Heute stellt uns die Kirche als Vorbilder neue Heilige vor, die durch die Werke einer großherzigen Hingabe an Gott und die Brüder und Schwestern jeder auf seine Weise dem Reich Gottes gedient haben und Erben wurden. Jeder von ihnen hat mit großer Kreativität auf das Gebot der Liebe Gottes und des Nächsten geantwortet. Sie haben sich ganz und gar dem Dienst an den Letzten hingegeben, haben den Hilfsbedürftigen geholfen, den Kranken, Alten, den Pilgern.
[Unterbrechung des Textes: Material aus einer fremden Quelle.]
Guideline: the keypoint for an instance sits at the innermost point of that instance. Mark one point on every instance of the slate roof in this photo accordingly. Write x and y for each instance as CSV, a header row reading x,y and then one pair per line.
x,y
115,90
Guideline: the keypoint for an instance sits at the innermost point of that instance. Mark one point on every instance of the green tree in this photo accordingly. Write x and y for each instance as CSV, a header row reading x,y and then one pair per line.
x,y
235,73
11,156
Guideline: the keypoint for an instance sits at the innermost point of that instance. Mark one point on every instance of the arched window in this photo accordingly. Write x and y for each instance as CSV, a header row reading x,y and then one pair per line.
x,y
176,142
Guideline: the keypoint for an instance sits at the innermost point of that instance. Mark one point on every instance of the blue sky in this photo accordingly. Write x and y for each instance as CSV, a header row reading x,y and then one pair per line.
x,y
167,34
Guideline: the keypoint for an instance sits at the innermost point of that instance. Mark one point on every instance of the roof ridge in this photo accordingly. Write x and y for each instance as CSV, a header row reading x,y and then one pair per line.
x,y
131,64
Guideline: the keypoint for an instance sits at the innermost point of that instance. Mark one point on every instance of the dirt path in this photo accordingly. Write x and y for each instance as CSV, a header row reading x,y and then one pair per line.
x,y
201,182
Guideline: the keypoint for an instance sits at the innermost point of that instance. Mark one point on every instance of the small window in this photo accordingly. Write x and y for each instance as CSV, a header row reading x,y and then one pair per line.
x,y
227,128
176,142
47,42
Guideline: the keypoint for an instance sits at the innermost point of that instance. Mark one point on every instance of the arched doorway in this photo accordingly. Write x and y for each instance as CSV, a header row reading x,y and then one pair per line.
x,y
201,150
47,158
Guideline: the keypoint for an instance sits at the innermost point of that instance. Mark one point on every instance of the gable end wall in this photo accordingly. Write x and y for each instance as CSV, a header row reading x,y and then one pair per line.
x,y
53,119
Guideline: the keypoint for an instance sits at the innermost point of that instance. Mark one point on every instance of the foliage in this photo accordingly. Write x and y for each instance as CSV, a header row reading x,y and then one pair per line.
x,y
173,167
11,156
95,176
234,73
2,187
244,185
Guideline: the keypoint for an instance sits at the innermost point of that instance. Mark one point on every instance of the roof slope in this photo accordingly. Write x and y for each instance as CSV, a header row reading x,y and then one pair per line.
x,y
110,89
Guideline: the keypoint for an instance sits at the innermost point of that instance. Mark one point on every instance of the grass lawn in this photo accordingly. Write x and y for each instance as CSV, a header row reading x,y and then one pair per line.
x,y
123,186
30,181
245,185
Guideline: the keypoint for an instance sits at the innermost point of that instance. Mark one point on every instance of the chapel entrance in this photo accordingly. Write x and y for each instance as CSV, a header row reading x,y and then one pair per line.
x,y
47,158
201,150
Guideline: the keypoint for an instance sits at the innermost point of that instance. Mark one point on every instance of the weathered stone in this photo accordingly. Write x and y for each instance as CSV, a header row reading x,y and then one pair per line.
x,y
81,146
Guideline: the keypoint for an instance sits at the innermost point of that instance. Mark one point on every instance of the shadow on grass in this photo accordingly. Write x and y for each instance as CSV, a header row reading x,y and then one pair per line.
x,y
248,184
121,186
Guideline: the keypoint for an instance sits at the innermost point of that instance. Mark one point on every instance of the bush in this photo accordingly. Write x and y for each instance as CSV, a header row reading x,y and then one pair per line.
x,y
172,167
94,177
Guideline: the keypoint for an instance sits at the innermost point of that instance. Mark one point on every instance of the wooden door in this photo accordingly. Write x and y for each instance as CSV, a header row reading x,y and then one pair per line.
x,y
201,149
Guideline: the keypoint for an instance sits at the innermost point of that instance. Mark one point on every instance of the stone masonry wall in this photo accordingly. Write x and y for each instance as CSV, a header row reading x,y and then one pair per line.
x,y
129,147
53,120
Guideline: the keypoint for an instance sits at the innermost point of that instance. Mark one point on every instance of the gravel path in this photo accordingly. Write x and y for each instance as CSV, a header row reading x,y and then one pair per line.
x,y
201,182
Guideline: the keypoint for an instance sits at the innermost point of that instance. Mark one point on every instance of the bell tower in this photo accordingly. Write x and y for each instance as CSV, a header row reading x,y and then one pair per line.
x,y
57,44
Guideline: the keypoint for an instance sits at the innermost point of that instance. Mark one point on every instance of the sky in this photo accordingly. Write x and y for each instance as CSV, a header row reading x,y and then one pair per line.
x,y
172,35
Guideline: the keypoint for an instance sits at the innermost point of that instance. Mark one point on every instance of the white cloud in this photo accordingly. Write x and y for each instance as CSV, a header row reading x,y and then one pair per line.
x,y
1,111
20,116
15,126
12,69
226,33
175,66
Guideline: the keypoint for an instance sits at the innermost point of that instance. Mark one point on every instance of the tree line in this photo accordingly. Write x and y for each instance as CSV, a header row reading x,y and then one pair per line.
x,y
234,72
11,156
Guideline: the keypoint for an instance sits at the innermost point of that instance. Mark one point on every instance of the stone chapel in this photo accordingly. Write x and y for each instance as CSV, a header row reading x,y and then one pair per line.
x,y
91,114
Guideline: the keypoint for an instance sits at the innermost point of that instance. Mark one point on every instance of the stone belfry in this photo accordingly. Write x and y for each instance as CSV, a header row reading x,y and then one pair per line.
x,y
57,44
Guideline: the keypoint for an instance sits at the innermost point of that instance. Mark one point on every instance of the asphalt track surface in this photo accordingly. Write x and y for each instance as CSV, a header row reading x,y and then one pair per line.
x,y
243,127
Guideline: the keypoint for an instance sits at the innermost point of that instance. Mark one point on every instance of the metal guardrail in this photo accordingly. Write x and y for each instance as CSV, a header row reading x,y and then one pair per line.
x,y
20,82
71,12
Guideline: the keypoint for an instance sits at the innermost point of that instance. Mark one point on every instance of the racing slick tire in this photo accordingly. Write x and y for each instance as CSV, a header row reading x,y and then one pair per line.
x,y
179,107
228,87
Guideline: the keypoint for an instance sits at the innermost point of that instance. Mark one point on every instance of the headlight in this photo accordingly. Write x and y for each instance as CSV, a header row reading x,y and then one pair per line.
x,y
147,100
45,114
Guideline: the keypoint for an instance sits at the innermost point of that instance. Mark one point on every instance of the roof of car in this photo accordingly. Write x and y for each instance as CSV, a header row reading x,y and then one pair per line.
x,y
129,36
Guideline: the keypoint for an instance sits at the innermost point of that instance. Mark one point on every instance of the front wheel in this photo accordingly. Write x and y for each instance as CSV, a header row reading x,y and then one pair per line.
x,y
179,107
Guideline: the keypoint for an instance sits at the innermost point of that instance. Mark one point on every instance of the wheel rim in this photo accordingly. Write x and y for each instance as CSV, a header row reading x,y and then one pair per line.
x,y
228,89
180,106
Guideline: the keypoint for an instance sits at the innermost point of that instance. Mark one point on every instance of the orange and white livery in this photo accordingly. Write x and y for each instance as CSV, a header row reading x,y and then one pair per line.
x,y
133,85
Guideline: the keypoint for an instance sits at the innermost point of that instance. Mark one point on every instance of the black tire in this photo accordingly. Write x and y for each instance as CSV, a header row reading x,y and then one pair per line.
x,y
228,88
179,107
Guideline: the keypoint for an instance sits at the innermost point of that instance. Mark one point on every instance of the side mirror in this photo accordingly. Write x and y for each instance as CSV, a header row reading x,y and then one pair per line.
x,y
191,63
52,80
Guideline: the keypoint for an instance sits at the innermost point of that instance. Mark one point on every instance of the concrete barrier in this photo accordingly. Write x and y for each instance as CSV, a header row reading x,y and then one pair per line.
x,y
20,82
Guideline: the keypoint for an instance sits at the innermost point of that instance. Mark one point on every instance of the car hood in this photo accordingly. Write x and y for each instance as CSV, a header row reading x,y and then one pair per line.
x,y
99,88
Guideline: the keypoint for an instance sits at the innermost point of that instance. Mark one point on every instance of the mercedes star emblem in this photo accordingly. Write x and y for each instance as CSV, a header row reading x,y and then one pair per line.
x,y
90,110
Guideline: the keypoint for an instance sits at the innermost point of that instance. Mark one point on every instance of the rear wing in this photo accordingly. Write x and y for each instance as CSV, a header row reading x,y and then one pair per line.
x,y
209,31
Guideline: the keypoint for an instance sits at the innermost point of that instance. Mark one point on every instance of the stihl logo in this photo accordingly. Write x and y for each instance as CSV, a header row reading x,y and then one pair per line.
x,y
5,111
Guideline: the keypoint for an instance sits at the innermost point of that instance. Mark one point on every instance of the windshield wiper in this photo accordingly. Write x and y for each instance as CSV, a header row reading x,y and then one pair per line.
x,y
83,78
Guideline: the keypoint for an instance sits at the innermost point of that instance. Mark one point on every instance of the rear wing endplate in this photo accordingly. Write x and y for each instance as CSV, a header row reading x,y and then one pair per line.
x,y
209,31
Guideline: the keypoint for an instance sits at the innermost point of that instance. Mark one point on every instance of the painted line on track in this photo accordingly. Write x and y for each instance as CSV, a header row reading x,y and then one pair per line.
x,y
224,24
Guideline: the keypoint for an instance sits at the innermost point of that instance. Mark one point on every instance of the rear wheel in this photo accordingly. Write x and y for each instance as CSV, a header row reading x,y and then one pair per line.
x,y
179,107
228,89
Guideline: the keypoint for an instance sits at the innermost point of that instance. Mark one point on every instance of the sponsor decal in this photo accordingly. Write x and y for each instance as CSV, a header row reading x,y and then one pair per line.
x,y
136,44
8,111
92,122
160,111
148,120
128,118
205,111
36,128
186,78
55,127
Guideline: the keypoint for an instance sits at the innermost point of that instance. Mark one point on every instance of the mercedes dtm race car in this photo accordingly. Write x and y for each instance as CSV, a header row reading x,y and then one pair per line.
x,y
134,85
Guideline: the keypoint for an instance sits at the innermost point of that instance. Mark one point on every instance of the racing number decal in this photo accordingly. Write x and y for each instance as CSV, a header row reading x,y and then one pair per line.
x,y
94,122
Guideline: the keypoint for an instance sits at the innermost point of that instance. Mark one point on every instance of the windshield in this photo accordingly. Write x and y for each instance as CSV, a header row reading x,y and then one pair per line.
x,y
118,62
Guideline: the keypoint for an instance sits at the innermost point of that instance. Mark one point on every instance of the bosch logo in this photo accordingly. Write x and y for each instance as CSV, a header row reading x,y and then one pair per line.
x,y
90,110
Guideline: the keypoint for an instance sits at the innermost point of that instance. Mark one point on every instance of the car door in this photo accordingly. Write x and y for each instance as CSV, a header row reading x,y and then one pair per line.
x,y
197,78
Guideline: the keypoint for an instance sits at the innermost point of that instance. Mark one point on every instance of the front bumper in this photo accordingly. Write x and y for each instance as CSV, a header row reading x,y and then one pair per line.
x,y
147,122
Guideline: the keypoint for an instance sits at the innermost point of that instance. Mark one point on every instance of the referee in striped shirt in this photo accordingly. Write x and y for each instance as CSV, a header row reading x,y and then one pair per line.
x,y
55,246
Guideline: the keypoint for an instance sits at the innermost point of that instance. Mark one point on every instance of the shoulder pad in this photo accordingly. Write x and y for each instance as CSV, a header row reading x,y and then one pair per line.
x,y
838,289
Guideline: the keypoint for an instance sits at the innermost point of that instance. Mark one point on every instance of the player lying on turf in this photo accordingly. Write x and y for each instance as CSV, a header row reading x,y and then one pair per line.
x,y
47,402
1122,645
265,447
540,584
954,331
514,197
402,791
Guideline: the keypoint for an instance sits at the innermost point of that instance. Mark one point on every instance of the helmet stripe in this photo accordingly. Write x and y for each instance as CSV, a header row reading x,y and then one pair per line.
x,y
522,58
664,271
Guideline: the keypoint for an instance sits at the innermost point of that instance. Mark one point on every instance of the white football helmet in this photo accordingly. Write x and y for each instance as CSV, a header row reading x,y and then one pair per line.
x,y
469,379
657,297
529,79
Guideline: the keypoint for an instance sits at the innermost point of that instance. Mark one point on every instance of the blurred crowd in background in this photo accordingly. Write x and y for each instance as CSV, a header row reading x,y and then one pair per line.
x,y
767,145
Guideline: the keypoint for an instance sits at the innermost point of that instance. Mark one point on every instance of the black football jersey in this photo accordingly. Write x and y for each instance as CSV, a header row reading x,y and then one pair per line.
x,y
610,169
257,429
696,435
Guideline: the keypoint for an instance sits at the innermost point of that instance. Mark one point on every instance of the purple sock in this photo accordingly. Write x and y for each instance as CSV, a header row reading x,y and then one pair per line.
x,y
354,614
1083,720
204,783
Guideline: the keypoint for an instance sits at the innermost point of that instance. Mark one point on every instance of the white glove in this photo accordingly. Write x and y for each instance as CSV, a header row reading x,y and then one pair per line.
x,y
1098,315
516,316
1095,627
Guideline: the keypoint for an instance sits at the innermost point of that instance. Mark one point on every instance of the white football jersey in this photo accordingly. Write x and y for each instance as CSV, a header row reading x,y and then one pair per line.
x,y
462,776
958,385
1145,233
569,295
Ihre Bevorzugung der Kleinen und der Armen reflektiert die unbedingte Liebe Gottes. Sie haben die Barmherzigkeit in der starken und persönlichen Beziehung zu Gott gesucht und gefunden, aus der die wahre Liebe für den Nächsten hervorgeht. Deswegen haben sie in der Stunde des Gerichts die Worte gehört: „Kommt her, die ihr von meinem Vater gesegnet seid, nehmt das Reich in Besitz, das seit der Erschaffung der Erde für euch bestimmt ist.“ (25:34)

 

Mit der Heiligsprechung haben wir erneut das Geheimnis des Reiches Gottes und Christus des Königs bekannt, des Hirten voller Liebe für seine Herde. Mögen die neuen Heiligen mit ihrem Beispiel und ihrer Fürsprache in uns die Freude, auf dem Weg des Evangeliums zu sein und es als Kompass des Lebens anzunehmen, wachsen lassen. Wir folgen ihren Spuren, wir folgen ihrem Glauben und ihrer Barmherzigkeit, denn auch unsere Hoffnung ist in Unsterblichkeit gekleidet. Lassen wir uns nicht von anderen, irdischen und vorübergehenden Interessen ablenken. Auf dem Weg zum Himmelreich führe und leite uns Maria, Königin aller Heiligen.